In his new book The Book of Forgiving: The Fourfold Path for Healing Ourselves and our World, Bishop Desmond Tutu describes the power of telling the truth. This has been a theme of his life and work in South Africa; he knows better than almost anyone the liberation that comes with telling a true story instead of living a lie. All forgiveness and healing begins, he says, with telling the story. “Speak the truth,” he writes. “Start with the facts.”
What are the facts we begin with? What is the truth we need to speak?
The church’s Communications Team met last night, and we had a great discussion about what is the story that Campbell United Methodist Church has to tell, what truth it is that we are trying to communicate—on Sunday mornings, in the newsletter, on our website, on the church’s Facebook, Twitter and Instagram accounts, and even in this mid-week message.
Here’s my answer, in a nutshell: We are being changed. Transformed. In fact, I would say that transformation—of each of our lives and of the world—is the promise that is at the heart of the Christian life. It’s pretty simple, actually: a life of faith is a life of transformation. If you don’t want to change, you should never go to church—or at least don’t listen too closely for what the Gospel says.
The only story the church has to tell is the story of people whose lives have been changed by their willingness to trust God and courageously love their neighbors. The power of that story is its ability to create community around the experiences we share and to empower us to be even bolder about making sure that everyone gets included in the dream God has for creation.

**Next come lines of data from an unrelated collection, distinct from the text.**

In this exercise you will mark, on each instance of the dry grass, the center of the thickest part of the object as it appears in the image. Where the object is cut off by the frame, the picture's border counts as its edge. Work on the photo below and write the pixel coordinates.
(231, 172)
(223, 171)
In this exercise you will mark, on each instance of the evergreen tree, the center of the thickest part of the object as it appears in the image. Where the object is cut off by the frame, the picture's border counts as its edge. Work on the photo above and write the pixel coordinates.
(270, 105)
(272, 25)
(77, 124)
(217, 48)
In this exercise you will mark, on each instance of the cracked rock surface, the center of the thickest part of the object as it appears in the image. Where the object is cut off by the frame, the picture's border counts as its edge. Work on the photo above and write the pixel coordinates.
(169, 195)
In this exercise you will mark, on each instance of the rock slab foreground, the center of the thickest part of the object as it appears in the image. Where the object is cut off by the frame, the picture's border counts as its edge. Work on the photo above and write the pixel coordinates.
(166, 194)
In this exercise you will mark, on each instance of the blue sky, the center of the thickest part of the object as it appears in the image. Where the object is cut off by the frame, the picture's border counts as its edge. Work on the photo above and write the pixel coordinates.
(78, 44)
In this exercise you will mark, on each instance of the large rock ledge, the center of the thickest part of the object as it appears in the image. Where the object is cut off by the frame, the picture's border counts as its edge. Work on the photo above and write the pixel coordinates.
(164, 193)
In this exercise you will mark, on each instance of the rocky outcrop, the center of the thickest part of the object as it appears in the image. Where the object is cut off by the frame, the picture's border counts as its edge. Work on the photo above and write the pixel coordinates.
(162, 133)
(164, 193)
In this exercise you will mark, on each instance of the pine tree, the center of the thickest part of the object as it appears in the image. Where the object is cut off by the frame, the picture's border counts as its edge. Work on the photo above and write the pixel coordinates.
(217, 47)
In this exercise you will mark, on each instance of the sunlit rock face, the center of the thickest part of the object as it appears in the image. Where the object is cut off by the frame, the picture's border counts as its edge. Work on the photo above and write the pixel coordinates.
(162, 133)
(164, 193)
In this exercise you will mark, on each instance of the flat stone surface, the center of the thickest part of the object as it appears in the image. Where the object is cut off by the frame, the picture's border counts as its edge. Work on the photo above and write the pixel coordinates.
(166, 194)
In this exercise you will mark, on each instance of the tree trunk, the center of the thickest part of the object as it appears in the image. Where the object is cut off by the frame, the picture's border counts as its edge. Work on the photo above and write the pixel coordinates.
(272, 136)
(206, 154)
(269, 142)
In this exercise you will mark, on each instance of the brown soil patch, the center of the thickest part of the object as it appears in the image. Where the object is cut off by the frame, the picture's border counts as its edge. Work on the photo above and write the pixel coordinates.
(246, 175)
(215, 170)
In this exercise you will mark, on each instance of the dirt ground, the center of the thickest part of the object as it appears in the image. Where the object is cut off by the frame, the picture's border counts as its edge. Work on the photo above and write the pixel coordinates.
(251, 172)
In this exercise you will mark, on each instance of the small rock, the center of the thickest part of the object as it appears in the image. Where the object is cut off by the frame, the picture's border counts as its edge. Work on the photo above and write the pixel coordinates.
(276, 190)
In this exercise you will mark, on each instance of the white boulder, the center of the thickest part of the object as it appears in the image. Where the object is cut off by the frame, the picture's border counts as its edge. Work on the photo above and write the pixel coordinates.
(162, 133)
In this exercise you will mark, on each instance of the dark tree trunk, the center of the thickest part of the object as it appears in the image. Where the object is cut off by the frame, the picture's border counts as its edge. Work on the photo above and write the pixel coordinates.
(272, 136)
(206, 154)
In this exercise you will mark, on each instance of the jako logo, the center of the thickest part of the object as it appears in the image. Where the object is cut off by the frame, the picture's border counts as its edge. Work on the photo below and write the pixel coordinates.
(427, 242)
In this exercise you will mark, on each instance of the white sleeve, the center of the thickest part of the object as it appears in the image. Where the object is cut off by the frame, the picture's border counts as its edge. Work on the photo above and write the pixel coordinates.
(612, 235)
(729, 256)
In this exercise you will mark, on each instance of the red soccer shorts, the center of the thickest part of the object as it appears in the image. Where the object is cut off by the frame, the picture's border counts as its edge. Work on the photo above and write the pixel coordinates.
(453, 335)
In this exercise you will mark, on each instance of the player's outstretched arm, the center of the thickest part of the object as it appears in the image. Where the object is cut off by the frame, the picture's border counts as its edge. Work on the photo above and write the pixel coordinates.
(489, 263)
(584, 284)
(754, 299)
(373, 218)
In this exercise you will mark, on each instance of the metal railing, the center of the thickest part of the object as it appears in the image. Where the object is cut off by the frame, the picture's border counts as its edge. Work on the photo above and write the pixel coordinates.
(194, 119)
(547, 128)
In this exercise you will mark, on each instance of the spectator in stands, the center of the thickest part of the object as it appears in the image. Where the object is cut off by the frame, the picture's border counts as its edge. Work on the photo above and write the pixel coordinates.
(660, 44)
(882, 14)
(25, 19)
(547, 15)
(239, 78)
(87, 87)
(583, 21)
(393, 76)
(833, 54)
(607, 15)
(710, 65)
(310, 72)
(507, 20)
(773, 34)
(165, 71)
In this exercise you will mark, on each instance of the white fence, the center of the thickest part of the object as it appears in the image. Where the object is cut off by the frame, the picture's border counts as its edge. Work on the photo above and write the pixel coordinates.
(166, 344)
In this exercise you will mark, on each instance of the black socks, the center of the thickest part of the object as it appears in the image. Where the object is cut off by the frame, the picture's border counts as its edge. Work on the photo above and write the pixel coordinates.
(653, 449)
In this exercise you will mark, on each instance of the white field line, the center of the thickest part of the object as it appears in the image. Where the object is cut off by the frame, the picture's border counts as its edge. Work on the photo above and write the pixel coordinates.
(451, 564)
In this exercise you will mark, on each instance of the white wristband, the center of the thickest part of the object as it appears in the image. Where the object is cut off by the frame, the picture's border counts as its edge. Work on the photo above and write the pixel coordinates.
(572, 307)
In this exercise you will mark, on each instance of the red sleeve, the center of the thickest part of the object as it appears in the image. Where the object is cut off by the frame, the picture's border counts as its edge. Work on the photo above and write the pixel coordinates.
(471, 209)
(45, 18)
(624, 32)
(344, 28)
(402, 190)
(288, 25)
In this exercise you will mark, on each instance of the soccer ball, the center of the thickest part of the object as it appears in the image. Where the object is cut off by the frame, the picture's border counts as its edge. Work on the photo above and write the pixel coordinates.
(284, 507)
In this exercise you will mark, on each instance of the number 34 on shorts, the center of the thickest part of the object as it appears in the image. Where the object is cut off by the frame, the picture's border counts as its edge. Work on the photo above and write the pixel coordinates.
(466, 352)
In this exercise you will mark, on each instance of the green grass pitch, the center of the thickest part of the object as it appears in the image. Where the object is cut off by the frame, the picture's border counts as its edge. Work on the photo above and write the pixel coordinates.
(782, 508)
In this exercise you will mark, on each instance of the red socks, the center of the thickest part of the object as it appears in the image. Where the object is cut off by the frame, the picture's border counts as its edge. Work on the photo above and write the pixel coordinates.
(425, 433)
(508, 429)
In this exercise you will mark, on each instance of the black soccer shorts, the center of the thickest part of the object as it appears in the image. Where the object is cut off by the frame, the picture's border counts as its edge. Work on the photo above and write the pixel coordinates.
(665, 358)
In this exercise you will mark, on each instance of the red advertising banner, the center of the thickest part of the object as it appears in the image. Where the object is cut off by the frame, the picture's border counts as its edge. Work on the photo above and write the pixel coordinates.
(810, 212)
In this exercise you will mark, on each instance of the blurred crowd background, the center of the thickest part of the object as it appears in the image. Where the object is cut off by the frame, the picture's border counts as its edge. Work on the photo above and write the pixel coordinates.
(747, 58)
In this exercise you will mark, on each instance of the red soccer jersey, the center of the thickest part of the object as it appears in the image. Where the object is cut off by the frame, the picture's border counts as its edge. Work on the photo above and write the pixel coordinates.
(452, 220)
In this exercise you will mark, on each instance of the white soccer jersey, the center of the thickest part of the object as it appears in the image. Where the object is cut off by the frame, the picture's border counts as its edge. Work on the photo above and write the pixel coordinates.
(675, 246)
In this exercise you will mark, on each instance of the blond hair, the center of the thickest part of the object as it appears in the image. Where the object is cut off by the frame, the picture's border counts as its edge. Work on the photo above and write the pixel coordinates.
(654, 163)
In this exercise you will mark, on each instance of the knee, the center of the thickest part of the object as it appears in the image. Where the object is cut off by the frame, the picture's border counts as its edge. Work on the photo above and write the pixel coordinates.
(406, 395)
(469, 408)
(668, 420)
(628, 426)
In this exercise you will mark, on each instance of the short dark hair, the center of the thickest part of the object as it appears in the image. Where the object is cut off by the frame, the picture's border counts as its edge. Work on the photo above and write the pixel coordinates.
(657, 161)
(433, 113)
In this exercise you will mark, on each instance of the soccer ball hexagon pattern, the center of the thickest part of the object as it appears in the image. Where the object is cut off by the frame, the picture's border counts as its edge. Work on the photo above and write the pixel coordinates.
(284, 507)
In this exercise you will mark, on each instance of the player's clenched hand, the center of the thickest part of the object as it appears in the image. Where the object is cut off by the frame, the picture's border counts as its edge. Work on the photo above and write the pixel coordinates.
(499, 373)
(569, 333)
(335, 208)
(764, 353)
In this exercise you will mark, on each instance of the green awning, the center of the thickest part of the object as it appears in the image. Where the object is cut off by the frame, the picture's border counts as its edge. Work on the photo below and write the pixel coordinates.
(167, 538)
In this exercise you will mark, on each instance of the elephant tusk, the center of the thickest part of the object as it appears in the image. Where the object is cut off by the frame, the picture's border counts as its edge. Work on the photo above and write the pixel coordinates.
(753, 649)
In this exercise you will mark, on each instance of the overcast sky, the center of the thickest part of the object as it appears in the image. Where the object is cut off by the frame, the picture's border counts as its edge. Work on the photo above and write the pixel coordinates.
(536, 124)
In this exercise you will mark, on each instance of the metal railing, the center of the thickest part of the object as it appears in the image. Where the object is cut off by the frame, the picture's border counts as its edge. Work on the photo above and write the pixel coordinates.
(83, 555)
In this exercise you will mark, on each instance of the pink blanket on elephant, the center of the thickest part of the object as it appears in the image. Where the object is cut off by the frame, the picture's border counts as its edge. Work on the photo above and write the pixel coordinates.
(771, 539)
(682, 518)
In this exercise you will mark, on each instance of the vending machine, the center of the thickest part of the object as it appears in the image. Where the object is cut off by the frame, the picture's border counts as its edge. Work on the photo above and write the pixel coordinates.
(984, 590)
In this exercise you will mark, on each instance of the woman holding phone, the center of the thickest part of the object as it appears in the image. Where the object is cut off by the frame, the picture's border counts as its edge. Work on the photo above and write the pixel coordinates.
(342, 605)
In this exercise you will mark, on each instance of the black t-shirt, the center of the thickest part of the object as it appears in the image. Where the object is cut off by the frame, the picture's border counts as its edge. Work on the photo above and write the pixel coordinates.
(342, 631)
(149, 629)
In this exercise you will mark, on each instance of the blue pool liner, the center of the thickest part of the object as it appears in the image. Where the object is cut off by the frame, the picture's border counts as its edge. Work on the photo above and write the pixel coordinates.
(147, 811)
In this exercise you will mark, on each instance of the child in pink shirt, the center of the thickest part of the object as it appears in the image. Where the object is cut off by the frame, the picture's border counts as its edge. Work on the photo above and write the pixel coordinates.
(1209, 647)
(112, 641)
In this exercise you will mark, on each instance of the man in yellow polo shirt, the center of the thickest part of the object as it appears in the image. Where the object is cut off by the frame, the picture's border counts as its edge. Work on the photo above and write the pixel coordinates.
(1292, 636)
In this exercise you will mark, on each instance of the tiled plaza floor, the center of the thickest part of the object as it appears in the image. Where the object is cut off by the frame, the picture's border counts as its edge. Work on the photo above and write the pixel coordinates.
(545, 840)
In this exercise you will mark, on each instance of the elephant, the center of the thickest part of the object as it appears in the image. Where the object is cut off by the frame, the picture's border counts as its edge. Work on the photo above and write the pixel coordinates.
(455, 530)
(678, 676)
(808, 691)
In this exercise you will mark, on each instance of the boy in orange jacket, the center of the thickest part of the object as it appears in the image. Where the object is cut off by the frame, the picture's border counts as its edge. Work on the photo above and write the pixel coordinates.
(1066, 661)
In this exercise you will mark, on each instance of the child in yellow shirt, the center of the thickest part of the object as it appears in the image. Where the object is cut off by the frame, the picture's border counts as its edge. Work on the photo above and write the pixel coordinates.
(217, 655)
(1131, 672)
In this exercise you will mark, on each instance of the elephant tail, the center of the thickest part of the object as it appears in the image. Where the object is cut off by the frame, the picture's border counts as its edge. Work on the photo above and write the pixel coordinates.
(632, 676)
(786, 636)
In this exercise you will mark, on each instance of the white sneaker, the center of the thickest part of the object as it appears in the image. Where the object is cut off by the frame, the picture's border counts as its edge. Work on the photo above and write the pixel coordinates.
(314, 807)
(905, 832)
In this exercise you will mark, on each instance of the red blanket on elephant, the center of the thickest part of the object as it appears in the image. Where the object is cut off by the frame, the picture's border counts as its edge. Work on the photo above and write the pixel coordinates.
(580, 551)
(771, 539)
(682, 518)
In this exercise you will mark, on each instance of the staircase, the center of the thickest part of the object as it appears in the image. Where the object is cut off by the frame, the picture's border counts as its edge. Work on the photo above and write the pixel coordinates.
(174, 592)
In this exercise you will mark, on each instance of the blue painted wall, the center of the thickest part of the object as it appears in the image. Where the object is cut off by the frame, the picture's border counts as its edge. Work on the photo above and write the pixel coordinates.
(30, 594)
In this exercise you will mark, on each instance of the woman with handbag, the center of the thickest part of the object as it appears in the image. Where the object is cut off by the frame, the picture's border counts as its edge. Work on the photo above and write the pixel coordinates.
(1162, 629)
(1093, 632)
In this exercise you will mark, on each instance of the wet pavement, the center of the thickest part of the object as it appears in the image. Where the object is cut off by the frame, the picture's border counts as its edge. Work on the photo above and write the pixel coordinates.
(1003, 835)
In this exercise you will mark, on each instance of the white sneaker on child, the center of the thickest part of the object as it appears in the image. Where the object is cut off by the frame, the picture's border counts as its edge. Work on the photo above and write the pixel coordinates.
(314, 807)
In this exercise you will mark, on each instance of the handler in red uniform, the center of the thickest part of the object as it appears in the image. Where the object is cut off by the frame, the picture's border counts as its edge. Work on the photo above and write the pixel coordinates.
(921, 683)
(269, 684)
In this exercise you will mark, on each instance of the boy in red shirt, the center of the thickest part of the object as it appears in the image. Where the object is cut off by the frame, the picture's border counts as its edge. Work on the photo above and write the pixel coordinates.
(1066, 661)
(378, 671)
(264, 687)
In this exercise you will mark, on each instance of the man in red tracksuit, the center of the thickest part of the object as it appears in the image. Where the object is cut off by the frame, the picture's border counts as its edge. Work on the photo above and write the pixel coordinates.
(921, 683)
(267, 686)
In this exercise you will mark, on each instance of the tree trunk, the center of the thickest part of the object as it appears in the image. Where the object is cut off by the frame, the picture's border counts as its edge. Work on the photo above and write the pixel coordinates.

Each of us has a story to tell about our lives–how we have been changed, what circumstances God has used to enlarge our hearts. Last Sunday we began in worship a new segment. A member of the congregation shared from her personal life a story of her own transformation, a single conversation that shifted everything for her. Another one of our members will share his story this coming Sunday.
What would you say about your own life? What is the story, the truth, that says something about how you have been changed?
I hope the church will always be a safe place to tell these stories. I hope we will ask one another the questions that will invite their telling, and then listen carefully to the stories that are told. Those stories are what make our truth.
I’ll see you Sunday, and in the meantime, may your week be full of wonder.